The Cardiac TBX5 Interactome Reveals a Chromatin Remodeling Network Essential for Cardiac Septation

Human mutations in the cardiac transcription factor gene TBX5 cause congenital heart disease (CHD), although the underlying mechanism is unknown. We report characterization of the endogenous TBX5 cardiac interactome and demonstrate that TBX5, long considered a transcriptional activator, interacts biochemically and genetically with the nucleosome remodeling and deacetylase (NuRD) repressor complex. Incompatible gene programs are repressed by TBX5 in the developing heart. CHD mis-sense mutations that disrupt the TBX5-NuRD interaction cause depression of a subset of repressed genes. Furthermore, the TBX5-NuRD interaction is required for heart development. Phylogenetic analysis showed that the TBX5-NuRD interaction domain evolved during early diversification of vertebrates, simultaneous with the evolution of cardiac septation.
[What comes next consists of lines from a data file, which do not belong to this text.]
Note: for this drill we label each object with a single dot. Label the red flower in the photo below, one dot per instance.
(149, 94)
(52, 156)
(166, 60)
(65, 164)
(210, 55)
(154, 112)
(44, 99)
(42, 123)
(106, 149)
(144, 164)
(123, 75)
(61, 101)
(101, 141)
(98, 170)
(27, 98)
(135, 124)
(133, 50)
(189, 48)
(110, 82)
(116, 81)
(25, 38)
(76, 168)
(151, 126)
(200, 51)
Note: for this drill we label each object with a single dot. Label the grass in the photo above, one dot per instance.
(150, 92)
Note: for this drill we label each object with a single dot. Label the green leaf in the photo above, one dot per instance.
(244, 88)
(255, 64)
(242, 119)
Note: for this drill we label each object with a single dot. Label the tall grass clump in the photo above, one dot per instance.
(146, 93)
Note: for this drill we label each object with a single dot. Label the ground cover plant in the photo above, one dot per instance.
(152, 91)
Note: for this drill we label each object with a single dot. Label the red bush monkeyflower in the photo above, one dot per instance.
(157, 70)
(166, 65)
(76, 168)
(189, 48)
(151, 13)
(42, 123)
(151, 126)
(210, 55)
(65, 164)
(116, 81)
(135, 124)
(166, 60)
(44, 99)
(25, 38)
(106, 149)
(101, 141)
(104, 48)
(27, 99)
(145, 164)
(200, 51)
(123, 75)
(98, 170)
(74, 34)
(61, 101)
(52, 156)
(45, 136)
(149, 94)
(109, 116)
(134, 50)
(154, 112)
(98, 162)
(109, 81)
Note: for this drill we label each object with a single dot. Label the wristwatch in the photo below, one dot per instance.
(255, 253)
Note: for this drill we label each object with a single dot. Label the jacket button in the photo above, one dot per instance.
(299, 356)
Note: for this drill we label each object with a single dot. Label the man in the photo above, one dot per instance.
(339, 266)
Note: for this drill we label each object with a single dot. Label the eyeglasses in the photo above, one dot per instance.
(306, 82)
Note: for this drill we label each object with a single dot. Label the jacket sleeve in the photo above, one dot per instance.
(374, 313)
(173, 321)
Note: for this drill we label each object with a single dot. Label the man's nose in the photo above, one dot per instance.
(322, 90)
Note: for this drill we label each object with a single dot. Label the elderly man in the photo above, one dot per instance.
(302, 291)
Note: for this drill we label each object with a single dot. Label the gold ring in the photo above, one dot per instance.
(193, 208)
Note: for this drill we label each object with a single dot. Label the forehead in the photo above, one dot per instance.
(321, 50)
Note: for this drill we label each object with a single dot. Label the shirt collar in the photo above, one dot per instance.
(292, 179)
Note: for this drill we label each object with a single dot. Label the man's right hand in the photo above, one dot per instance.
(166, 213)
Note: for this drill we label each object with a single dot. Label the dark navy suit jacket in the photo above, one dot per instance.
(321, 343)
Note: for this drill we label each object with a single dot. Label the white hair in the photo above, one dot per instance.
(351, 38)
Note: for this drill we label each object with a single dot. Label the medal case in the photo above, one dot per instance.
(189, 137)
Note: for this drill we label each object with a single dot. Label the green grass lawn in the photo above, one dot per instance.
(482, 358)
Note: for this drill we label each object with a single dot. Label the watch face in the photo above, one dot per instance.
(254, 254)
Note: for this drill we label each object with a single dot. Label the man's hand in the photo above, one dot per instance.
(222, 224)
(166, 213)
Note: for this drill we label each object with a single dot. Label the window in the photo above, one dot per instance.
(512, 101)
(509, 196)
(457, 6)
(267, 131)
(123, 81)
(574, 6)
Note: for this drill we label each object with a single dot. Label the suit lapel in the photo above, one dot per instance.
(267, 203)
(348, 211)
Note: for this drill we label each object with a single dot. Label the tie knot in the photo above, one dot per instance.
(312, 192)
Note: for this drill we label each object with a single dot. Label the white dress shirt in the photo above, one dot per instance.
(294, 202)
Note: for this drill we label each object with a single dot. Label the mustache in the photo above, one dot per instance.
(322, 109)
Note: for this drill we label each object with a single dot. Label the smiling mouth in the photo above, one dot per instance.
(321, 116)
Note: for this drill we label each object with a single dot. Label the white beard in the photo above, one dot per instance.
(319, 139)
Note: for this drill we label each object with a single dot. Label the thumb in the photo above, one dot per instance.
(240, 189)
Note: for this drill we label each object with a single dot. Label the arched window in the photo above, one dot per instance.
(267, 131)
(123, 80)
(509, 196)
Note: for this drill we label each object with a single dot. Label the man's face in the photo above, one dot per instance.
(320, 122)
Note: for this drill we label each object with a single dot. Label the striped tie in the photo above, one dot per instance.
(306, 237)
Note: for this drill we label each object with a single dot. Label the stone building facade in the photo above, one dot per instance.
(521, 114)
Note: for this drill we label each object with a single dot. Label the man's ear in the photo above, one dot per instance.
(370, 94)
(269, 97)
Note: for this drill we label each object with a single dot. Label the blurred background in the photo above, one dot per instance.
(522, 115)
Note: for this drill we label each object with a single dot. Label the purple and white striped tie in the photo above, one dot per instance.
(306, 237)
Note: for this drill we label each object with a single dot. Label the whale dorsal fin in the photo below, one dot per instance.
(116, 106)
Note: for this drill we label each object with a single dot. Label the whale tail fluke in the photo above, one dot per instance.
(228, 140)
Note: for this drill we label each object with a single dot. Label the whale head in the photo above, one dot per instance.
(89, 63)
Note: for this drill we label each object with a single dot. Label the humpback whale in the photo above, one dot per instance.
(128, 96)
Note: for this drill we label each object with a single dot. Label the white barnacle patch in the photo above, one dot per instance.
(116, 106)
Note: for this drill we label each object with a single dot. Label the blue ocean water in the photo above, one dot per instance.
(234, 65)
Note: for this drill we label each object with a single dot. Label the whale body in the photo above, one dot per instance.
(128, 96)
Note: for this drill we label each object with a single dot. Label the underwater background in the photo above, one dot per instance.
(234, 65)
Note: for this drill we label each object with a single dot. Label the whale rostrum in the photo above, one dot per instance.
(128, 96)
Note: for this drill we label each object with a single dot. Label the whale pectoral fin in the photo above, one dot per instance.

Collectively, this work defines a TBX5-NuRD interaction essential to cardiac development and the evolution of the mammalian heart, and when altered may contribute to human CHD. •Isolation and characterization of the endogenous cardiac TBX5 interactome•TBX5 interacts biochemically and genetically with the NuRD repressor complex•TBX5 represses inappropriate gene programs incompatible with cardiac development•Human TBX5 mutations alter the NuRD interaction and correlate with septal defects Waldron et al. isolate the cardiac interactome of TBX5, revealing that this transcription factor, implicated in congenital heart disease (CHD) and thought to be an activator, interacts with NuRD to repress inappropriate gene expression in the heart. CHD mutations disrupting the TBX5-NuRD interaction cause derepression of some of these genes.